Happy Haus for Holt’s in Hamburg.

February - April 2004

April 5 - Luebeck

After breakfast we left for our planned visit to Luebeck but first made a detour to Bergedorf so that Monika and Lois could get some Euros. We were surprised when the bank wouldn’t cash Lois’s travelers checks, but Monika managed to get some money so we were OK for the day. As we took the interstate northeast to Luebeck road conditions were good and traffic was light so the intercity drive took only about an hour. Once there we worked our way downtown to a parking lot near the Holstentor (Holsten Gate) and prepared to walk around the city. Curiously, altho this city is fairly close to Hamburg, Monika had never visited it so this was all new to her as well as us. We walked the block to the Holsten Gate, a massive brick defensive structure dating to 1622 when Luebeck was a walled city. The old part of Luebeck lies on what is essentially an island in the middle of two arms of a river—the new harbor lies somewhat downstream from the old city as the river winds its way to the Baltic Sea.

From the Holsten Gate we crossed the river on a bridge and continued down the Holstenstrasse for a block before turning off to the Petrikirche (St. Peter’s church). We found that it had been converted to an art museum and, like almost all German museums, it was closed on Mondays so we continued on our way to Schuesselbuden street where we turned left to the old Rathaus. The Rathaus was, of course, smaller than the Hamburg version but I was surprised that the ground floor seemed to be all arches, no real building. Lois wondered if that was to leave room for merchants’ stalls underneath, and I certainly did not have any better ideas.

Right around the corner from the Rathaus was the Marienkirche. On the outside was a statue of a devil and the story was, that the devil was helping to build the church because he thought it was going to be a wine bar. When he found out it was going to be a church he lifted up a large stone to destroy what had been done. So the people promised to build a wine bar across from the church and he dropped the stone and sat on it. And indeed the “Rathskeller – a restaurant under the Rathshaus, that of course offers wine – is right across the street.

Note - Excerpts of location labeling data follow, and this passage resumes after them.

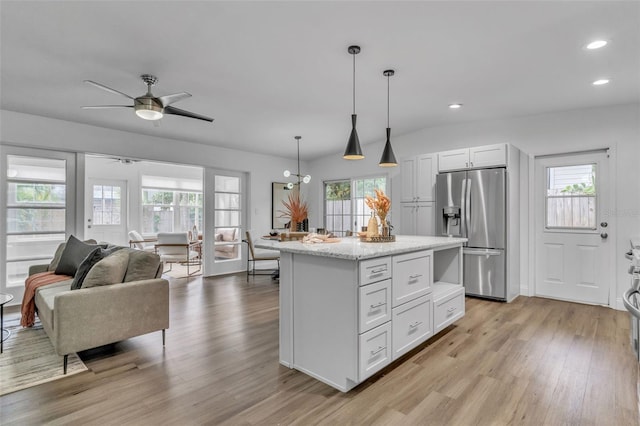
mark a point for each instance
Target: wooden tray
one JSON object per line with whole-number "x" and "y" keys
{"x": 389, "y": 239}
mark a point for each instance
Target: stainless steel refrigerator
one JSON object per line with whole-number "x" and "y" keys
{"x": 472, "y": 204}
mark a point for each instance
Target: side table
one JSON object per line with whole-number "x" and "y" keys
{"x": 4, "y": 298}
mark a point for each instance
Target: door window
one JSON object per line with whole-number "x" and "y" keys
{"x": 571, "y": 197}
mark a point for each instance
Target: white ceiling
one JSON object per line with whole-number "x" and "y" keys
{"x": 267, "y": 71}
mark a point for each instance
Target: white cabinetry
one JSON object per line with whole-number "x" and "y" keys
{"x": 473, "y": 158}
{"x": 418, "y": 178}
{"x": 417, "y": 219}
{"x": 418, "y": 195}
{"x": 344, "y": 319}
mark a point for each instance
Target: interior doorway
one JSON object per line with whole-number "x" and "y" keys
{"x": 573, "y": 248}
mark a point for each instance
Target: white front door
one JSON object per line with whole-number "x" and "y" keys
{"x": 572, "y": 248}
{"x": 106, "y": 211}
{"x": 225, "y": 222}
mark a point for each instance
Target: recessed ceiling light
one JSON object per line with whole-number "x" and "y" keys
{"x": 597, "y": 44}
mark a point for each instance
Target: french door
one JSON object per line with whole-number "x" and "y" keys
{"x": 225, "y": 222}
{"x": 573, "y": 249}
{"x": 106, "y": 211}
{"x": 38, "y": 201}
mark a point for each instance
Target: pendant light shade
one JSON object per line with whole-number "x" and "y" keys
{"x": 388, "y": 158}
{"x": 353, "y": 151}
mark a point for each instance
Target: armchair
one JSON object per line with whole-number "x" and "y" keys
{"x": 175, "y": 247}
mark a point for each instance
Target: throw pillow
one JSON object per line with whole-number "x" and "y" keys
{"x": 75, "y": 251}
{"x": 95, "y": 256}
{"x": 56, "y": 257}
{"x": 109, "y": 270}
{"x": 142, "y": 266}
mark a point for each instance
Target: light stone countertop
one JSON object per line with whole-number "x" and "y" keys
{"x": 351, "y": 248}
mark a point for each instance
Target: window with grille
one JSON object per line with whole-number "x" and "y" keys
{"x": 344, "y": 203}
{"x": 571, "y": 197}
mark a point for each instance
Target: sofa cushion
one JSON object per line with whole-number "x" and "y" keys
{"x": 110, "y": 270}
{"x": 142, "y": 266}
{"x": 75, "y": 251}
{"x": 44, "y": 299}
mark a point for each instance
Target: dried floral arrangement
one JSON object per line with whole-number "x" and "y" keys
{"x": 296, "y": 209}
{"x": 380, "y": 205}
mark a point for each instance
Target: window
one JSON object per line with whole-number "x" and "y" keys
{"x": 166, "y": 210}
{"x": 107, "y": 205}
{"x": 337, "y": 206}
{"x": 36, "y": 213}
{"x": 571, "y": 197}
{"x": 344, "y": 203}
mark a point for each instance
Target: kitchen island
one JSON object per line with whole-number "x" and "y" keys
{"x": 350, "y": 308}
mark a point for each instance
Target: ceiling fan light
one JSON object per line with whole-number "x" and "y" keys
{"x": 353, "y": 151}
{"x": 148, "y": 112}
{"x": 388, "y": 158}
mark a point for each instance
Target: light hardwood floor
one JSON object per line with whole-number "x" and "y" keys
{"x": 531, "y": 362}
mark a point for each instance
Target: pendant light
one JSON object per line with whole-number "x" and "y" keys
{"x": 353, "y": 151}
{"x": 388, "y": 159}
{"x": 287, "y": 173}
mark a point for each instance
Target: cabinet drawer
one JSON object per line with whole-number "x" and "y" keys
{"x": 375, "y": 305}
{"x": 412, "y": 324}
{"x": 448, "y": 309}
{"x": 373, "y": 270}
{"x": 375, "y": 350}
{"x": 412, "y": 276}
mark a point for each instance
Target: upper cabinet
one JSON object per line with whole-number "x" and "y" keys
{"x": 473, "y": 158}
{"x": 418, "y": 178}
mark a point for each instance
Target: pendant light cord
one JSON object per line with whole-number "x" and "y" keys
{"x": 354, "y": 82}
{"x": 388, "y": 101}
{"x": 298, "y": 164}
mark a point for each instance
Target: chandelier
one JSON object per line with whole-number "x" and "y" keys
{"x": 287, "y": 173}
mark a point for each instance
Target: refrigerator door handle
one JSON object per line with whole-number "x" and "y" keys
{"x": 467, "y": 206}
{"x": 463, "y": 209}
{"x": 482, "y": 252}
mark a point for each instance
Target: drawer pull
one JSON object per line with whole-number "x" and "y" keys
{"x": 415, "y": 324}
{"x": 377, "y": 351}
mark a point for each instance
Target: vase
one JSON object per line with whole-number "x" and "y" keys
{"x": 384, "y": 231}
{"x": 372, "y": 226}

The Marienkirche is a very pretty gothic church with great stained glass windows and a beautiful example of an astronomical clock in all its glory. Monika said this was the church where in 1705 J.S.Bach came to listen to Dietrich Buxtehude because DB was the most renowned organist of his day. Lois had read that he walked 200 miles, which is quite a trek in any day or age. The church had posted a memorial plaque (and sold post cards!) about that event.


 

The church had a big pipe organ over to one side and a massive organ at the rear of the church, but we weren’t sure whether this was the organ that Buxtehude played or not because the church was bombed out in 1942. One room off the nave was a war memorial that contained the remains of bells that fell from the towers that night. It was a very moving experience to look at the smashed bells and contemplate the immense and often senseless destruction that occurs in any all-out war. An adjacent room had a set of pictures of the church before and right after the bombing, and those pictures graphically illustrated the extent of the destruction. The entire roof of the church was destroyed, the bell towers burned out, and the interior gutted. There are so many memorials to WWII destruction all over Germany that it is easy to see why their basic German political instinct is an anti-war stance.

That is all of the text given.